Generalized few-shot 3D point cloud segmentation (GFS-PCS) adapts models to new classes with few support samples while retaining base class segmentation. Existing GFS-PCS methods enhance prototypes via interacting with support or query features but remain limited by sparse knowledge from few-shot samples. Meanwhile, 3D vision-language models (3D VLMs), generalizing across open-world novel classes, contain rich but noisy novel class knowledge. In this work, we introduce a GFS-PCS framework that synergizes dense but noisy pseudo-labels from 3D VLMs with precise yet sparse few-shot samples to maximize the strengths of both, named GFS-VL. Specifically, we present a prototype-guided pseudo-label selection to filter low-quality regions, followed by an adaptive infilling strategy that combines knowledge from pseudo-label contexts and few-shot samples to adaptively label the filtered, unlabeled areas. Additionally, we design a novel-base mix strategy to embed few-shot samples into training scenes, preserving essential context for improved novel class learning. Moreover, recognizing the limited diversity in current GFS-PCS benchmarks, we introduce two challenging benchmarks with diverse novel classes for comprehensive generalization evaluation. Experiments validate the effectiveness of our framework across models and datasets. Our approach and benchmarks provide a solid foundation for advancing GFS-PCS in the real world. The code is at https://github.com/ZhaochongAn/GFS-VL

Paper Structure

This paper contains 23 sections, 11 equations, 8 figures, 5 tables, 1 algorithm.

Figures (8)

  • Figure 1: Comparison of our framework with previous work.Top: Prior work tian2022generalizedxu2023generalized primarily enhances prototypes through interaction modules that integrate support/query features, making predictions based on refined prototypes. However, they are limited by the sparse knowledge from few-shot samples. Bottom: Our framework addresses this limitation by leveraging the extensive open-world knowledge from 3D VLMs through pseudo-labels. We mitigate the noise inherent in 3D VLMs by calibrating their raw pseudo-labels with precise few-shot samples, thereby effectively expanding novel class knowledge while ensuring reliability.
  • Figure 2: Overview of the proposed GFS-VL. (a), (b) Given an input point cloud $\mathbf{X}_{\rm b}$, we apply a novel-base mix to embed support samples into the training scene while preserving essential context.
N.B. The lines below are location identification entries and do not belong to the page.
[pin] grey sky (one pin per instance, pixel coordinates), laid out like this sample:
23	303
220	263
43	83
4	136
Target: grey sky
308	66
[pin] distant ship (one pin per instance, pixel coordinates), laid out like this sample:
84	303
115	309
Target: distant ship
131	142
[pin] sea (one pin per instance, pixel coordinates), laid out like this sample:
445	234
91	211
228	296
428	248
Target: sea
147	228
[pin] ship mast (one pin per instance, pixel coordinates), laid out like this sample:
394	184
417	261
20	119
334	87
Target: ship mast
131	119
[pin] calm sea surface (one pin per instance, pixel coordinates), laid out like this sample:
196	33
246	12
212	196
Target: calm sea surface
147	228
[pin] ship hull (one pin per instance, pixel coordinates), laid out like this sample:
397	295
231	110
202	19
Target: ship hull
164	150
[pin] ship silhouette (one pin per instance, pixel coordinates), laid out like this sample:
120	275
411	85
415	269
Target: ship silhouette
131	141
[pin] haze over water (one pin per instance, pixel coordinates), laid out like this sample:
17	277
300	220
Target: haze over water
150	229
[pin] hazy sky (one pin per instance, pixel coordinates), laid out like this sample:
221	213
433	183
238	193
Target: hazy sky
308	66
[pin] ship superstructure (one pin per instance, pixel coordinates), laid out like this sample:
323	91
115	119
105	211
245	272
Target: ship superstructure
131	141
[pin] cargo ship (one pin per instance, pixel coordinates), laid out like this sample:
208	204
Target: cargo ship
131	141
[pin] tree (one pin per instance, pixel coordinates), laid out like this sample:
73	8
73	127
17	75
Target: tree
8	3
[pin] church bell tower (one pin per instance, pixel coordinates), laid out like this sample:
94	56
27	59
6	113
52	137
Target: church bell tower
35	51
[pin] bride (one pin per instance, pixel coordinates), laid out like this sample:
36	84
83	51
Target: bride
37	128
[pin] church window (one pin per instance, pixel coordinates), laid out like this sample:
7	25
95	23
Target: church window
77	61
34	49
The scene is then processed by a 3D VLM, using all class names as prompts to generate raw predictions $\mathbf{\hat{Y}}$. Leveraging support prototypes $\{\mathbf{p}^{\rm c}\}$, the raw predictions undergo pseudo-label selection to filter out noisy regions, followed by adaptive infilling to label the filtered, unlabeled areas, yielding refined supervision $\mathbf{Y}^{\rm \prime\prime}_{\rm b}$ for training the 3D segmentor. (c), (d) illustrate the details of the pseudo-label selection and adaptive infilling processes.
  • Figure 3: Qualitative comparison between GW xu2023generalized and our GFS-VL on ScanNet200. Class colors are shown at the top.
  • Figure 4: Visualization of the improvements in pseudo-label quality after applying Pseudo-label Selection (PS) and Adaptive Infilling (AI). Note that AI effectively discovers missed novel classes in the red circles and completes partial pseudo-labels in the green circles.
  • Figure 5: Visual illustration of mixing strategies. The red and green boxes represent the two novel samples mixed into the scene.